El macrismo tiene 41 diputados más los 50 de la UCR y la CC, que conforman Cambiemos. Y en el Senado los números son aún más reducidos. Los recursos institucionales con que cuenta el nuevo presidente no son tantos, pero son un buen punto de partida. Los argentinos se acostumbraron a que un presidente tenga la concentración de todo el poder y eso es un efecto de su deformación presidencialista. El gobierno dividido puede ser fuente de conflicto, pero también inducir al consenso.

¿Qué debería hacer el nuevo presidente pensando en términos de gobernabilidad? En primer lugar, ser consciente de que el 51,4% obtenido no es propio, que ha revertido una derrota en primera vuelta y que las mayorías del ballotage son fabricadas. Deberá pues construir una legitimidad propia. Y no tiene mucho tiempo para ello, ya que en las elecciones legislativas de 2017 varios jugadores apostarán fuerte. Respecto las instituciones del gobierno federal, el Congreso será un campo más pluralista y más complicado para lograr la legislación requerida. Se supone que existirá una coalición legislativa en el espacio Cambiemos, pero seguramente el PRO deberá negociar con la UCR y la CC. Los socios no serán necesariamente complacientes. Pero no le alcanzará para sancionar una ley en Diputados a menos que obtenga el apoyo del peronismo no kirchnerista u otros legisladores. Aquí podrá pactar en cada ley o tener un acuerdo un poco más amplio respecto de ciertas políticas públicas. Pero el Senado siempre estará en otras manos y le será más esquivo.

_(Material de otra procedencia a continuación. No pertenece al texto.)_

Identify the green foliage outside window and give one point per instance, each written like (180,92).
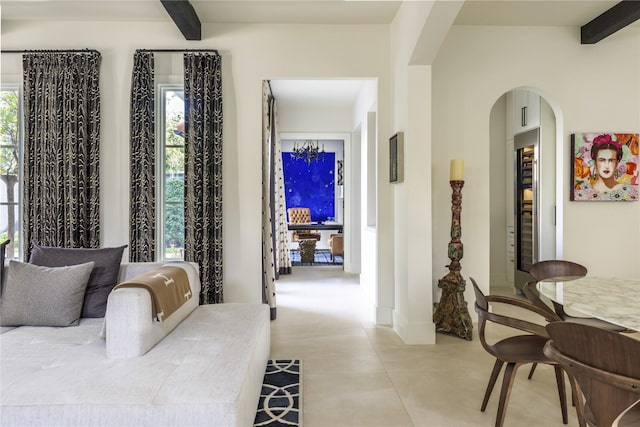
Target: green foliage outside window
(9,167)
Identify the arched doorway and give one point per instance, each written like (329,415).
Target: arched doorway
(521,117)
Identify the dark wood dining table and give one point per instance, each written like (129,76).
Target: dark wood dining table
(611,299)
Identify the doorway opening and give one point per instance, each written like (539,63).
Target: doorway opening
(527,159)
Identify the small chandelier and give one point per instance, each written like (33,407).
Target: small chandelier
(308,151)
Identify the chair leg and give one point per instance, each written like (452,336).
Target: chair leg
(578,401)
(492,382)
(533,369)
(507,383)
(561,393)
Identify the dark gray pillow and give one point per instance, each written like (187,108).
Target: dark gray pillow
(43,296)
(102,280)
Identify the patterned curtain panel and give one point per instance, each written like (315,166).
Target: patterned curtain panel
(62,147)
(268,258)
(142,225)
(279,212)
(203,170)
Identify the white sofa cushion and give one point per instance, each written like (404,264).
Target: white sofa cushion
(131,330)
(208,371)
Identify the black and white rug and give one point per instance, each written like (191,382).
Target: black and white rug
(280,400)
(322,257)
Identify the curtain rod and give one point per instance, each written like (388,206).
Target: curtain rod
(48,50)
(178,50)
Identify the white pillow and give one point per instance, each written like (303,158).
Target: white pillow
(43,296)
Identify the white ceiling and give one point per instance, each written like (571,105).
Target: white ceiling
(573,13)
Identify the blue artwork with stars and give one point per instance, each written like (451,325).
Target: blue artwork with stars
(310,185)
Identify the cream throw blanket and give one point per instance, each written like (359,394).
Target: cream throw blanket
(168,286)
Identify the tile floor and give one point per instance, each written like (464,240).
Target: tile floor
(358,374)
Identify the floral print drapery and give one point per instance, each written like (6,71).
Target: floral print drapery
(203,170)
(142,208)
(61,148)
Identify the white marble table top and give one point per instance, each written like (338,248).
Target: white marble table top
(614,300)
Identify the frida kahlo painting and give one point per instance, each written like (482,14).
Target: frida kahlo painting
(604,166)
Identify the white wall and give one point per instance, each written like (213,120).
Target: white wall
(474,67)
(250,53)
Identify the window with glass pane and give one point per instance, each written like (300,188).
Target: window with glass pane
(10,170)
(172,203)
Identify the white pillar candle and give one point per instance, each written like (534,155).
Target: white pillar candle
(456,171)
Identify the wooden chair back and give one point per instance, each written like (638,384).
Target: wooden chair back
(604,364)
(484,315)
(302,216)
(542,270)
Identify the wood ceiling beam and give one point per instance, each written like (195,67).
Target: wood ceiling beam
(185,18)
(612,20)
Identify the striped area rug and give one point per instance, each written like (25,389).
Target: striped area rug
(280,399)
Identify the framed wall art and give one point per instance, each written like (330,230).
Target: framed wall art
(604,166)
(396,158)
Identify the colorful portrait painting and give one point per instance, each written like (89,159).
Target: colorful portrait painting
(604,167)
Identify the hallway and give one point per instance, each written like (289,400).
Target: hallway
(357,374)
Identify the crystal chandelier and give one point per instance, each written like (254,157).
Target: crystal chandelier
(308,150)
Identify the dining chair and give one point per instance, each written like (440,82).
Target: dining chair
(568,270)
(606,371)
(336,245)
(514,350)
(302,216)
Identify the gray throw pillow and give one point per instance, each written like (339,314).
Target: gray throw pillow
(43,296)
(102,280)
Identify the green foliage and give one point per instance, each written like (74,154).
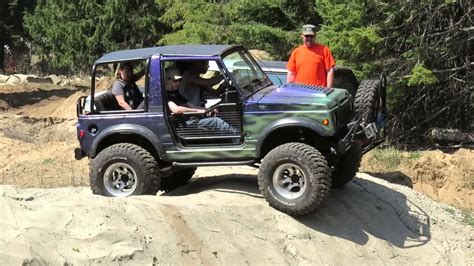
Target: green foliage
(468,217)
(245,22)
(78,33)
(421,76)
(349,34)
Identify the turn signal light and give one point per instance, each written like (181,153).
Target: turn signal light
(82,133)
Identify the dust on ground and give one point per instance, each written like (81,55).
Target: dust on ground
(38,135)
(219,218)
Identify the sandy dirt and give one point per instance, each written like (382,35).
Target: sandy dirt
(220,217)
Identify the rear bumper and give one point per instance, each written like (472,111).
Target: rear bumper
(79,153)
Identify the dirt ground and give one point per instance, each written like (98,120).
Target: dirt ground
(37,138)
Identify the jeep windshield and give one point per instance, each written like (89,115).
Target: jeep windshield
(246,73)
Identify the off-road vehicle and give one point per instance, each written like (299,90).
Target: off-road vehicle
(304,139)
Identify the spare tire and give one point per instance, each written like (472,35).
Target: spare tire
(369,100)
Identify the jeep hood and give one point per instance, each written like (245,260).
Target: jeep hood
(294,96)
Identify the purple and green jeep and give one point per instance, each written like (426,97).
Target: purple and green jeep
(304,139)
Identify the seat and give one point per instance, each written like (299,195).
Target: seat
(192,135)
(106,102)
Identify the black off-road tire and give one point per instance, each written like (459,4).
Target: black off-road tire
(127,161)
(307,165)
(368,100)
(347,166)
(177,179)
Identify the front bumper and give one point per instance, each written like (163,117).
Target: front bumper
(79,153)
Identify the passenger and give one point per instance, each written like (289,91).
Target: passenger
(126,91)
(193,85)
(178,105)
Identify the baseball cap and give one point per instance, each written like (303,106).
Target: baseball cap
(173,74)
(308,29)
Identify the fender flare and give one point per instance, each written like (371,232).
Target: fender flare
(131,129)
(288,122)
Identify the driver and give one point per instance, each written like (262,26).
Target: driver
(193,85)
(178,105)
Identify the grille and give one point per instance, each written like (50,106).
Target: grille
(318,89)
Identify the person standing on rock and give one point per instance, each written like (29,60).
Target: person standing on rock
(311,63)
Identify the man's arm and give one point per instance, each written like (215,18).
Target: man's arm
(290,77)
(117,91)
(205,82)
(121,101)
(330,77)
(177,109)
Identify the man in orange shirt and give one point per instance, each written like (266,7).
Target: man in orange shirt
(311,63)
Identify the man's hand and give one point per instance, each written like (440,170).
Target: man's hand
(212,112)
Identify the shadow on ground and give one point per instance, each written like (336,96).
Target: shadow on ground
(19,99)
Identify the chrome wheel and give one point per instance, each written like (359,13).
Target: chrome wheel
(289,181)
(120,180)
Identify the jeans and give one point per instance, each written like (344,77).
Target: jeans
(212,123)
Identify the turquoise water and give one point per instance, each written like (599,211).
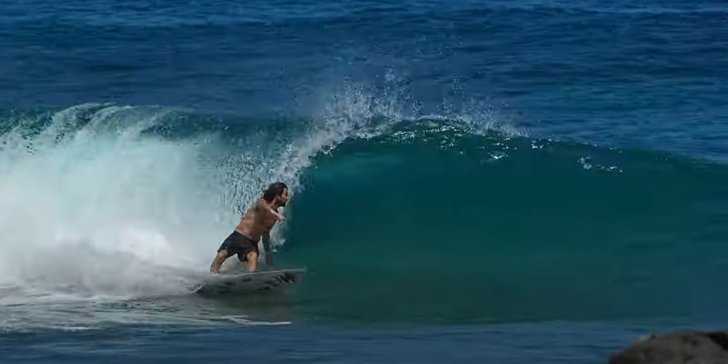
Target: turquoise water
(472,181)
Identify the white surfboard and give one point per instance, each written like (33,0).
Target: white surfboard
(238,283)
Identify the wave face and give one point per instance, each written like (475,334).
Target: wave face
(436,218)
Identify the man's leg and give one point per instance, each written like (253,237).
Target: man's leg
(252,258)
(217,262)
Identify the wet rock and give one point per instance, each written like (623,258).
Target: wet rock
(677,348)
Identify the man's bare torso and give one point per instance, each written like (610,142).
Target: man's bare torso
(257,221)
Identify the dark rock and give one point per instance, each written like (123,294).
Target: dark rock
(681,347)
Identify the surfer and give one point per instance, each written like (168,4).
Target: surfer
(256,223)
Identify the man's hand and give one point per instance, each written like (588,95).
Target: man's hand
(266,246)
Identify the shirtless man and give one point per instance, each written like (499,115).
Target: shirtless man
(256,223)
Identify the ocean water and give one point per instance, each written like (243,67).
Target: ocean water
(473,181)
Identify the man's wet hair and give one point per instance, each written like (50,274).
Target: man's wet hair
(275,189)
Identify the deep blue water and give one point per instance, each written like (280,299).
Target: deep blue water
(474,181)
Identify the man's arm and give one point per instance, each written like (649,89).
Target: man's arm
(266,246)
(265,206)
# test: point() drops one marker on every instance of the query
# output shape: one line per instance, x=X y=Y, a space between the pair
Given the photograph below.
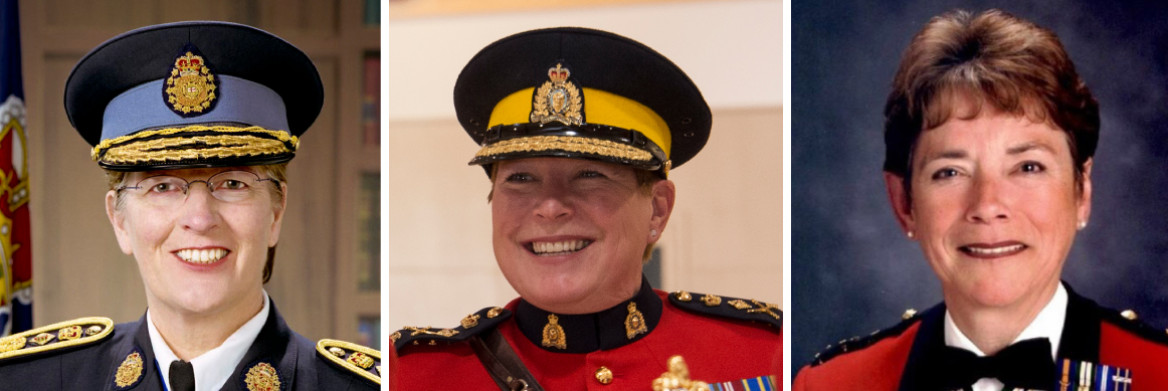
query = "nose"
x=987 y=203
x=200 y=211
x=554 y=204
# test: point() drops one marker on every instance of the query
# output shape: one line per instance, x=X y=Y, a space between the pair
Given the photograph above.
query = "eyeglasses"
x=167 y=190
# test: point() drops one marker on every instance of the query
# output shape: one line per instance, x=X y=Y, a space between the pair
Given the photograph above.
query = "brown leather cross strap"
x=502 y=363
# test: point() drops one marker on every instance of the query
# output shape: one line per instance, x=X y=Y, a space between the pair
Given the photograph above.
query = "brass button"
x=604 y=375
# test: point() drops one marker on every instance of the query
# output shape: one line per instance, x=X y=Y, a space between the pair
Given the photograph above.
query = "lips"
x=993 y=250
x=558 y=248
x=201 y=256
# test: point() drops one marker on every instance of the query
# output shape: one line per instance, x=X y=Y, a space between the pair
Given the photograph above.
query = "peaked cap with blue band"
x=187 y=95
x=579 y=92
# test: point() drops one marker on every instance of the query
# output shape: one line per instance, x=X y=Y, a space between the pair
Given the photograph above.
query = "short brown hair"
x=277 y=172
x=995 y=58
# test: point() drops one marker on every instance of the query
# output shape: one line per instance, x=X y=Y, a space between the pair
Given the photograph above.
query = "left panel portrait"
x=201 y=184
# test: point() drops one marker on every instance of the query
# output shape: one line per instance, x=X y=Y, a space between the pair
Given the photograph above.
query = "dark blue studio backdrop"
x=853 y=270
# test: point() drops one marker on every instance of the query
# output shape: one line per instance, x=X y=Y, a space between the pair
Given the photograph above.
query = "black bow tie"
x=182 y=376
x=1026 y=364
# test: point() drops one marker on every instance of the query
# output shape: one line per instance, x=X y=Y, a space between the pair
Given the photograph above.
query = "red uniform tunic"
x=899 y=358
x=715 y=347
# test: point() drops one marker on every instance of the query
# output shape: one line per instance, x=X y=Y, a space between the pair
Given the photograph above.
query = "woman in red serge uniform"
x=989 y=137
x=579 y=130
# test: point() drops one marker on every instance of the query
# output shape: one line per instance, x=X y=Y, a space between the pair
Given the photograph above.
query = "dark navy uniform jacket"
x=1118 y=353
x=95 y=365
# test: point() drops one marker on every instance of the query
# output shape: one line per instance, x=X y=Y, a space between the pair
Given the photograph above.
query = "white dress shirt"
x=213 y=368
x=1048 y=325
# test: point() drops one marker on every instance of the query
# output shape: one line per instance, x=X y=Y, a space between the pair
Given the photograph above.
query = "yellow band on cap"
x=600 y=107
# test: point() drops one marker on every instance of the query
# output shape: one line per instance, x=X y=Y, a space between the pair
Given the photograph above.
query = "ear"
x=662 y=196
x=1085 y=193
x=278 y=216
x=902 y=203
x=118 y=221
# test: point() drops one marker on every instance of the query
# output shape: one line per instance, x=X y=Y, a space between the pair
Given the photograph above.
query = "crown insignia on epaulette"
x=129 y=372
x=73 y=333
x=854 y=343
x=470 y=326
x=359 y=360
x=748 y=309
x=190 y=88
x=557 y=99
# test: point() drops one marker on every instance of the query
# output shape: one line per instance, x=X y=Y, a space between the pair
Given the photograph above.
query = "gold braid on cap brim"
x=565 y=142
x=194 y=141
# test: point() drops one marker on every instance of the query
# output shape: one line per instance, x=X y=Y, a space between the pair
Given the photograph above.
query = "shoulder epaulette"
x=472 y=325
x=745 y=309
x=1130 y=321
x=908 y=319
x=55 y=337
x=359 y=360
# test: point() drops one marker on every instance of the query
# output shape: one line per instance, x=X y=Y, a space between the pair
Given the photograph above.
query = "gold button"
x=604 y=375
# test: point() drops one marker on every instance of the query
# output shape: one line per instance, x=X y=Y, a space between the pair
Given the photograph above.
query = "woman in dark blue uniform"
x=194 y=124
x=989 y=137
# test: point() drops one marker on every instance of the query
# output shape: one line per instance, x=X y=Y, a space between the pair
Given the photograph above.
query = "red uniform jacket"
x=903 y=357
x=725 y=341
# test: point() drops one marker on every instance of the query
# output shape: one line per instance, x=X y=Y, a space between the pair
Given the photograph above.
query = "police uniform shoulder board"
x=745 y=309
x=353 y=357
x=55 y=337
x=470 y=326
x=1131 y=322
x=909 y=318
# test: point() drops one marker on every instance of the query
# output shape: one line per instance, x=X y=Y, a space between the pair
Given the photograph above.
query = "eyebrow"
x=1028 y=147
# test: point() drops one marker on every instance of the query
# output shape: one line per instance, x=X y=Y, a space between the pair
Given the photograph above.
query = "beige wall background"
x=78 y=270
x=725 y=234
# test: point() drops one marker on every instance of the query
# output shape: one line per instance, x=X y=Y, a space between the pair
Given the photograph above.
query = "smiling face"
x=995 y=207
x=570 y=234
x=201 y=256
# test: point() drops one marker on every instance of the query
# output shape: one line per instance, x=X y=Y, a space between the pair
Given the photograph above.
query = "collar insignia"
x=262 y=377
x=190 y=88
x=557 y=99
x=130 y=371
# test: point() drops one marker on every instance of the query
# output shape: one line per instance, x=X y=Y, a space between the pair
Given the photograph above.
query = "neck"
x=994 y=328
x=595 y=302
x=192 y=334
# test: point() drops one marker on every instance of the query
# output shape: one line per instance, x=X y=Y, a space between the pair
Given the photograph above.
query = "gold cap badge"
x=190 y=89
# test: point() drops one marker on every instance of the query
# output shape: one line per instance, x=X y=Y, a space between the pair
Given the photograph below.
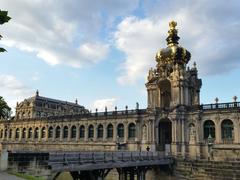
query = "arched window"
x=17 y=134
x=120 y=130
x=50 y=132
x=24 y=133
x=10 y=133
x=209 y=129
x=1 y=133
x=36 y=133
x=227 y=129
x=100 y=131
x=65 y=132
x=90 y=131
x=5 y=133
x=73 y=132
x=82 y=131
x=110 y=131
x=57 y=132
x=43 y=133
x=131 y=130
x=30 y=133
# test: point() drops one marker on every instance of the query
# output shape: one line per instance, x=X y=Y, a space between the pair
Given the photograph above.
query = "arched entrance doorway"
x=164 y=134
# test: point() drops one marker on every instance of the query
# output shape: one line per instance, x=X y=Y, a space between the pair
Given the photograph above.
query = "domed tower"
x=171 y=83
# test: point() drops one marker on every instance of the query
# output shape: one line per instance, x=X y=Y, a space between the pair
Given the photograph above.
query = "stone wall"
x=203 y=169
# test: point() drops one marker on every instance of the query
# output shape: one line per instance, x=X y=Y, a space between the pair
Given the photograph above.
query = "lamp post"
x=210 y=144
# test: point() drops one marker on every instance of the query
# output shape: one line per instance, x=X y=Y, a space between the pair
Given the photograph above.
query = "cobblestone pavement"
x=6 y=176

Para lograr el apoyo de la oposición debería tener un gran consenso de la población y lograr una buena relación con todos los gobernadores, quienes continuarán necesitando los fondos del gobierno nacional.

¿Intentará Macri conformar una coalición de gobierno? Hasta ahora no ha dado señales fuertes en este sentido pues el propio Cambiemos está bastante lejos de ese supuesto, aunque algunos políticos de la UCR integrarán su gabinete. El nuevo presidente parece que privilegiará la alianza con la gente, intentando engrosar su legitimidad. Si lo logra, le será más fácil retener el apoyo del espacio Cambiemos, obtener victorias en el Congreso y retrasar la acción de una oposición que no se perfila condescendiente. Entretanto, el peronismo tendrá juegos paralelos que en algún punto se entrecruzarán. El destino del kirchnerismo será perecer o emprender la reconquista del poder. El peronismo disputará liderazgos en un escenario de impostergable renovación. Y entre ambos hay cuentas pendientes que saldar. Mientras tanto, la fragmentación del peronismo puede ser un inesperado aliado para el gobierno. La presidencia de Cristina Fernández ha llegado a su fin y, con ella, los doce años del kirchnerismo en el poder.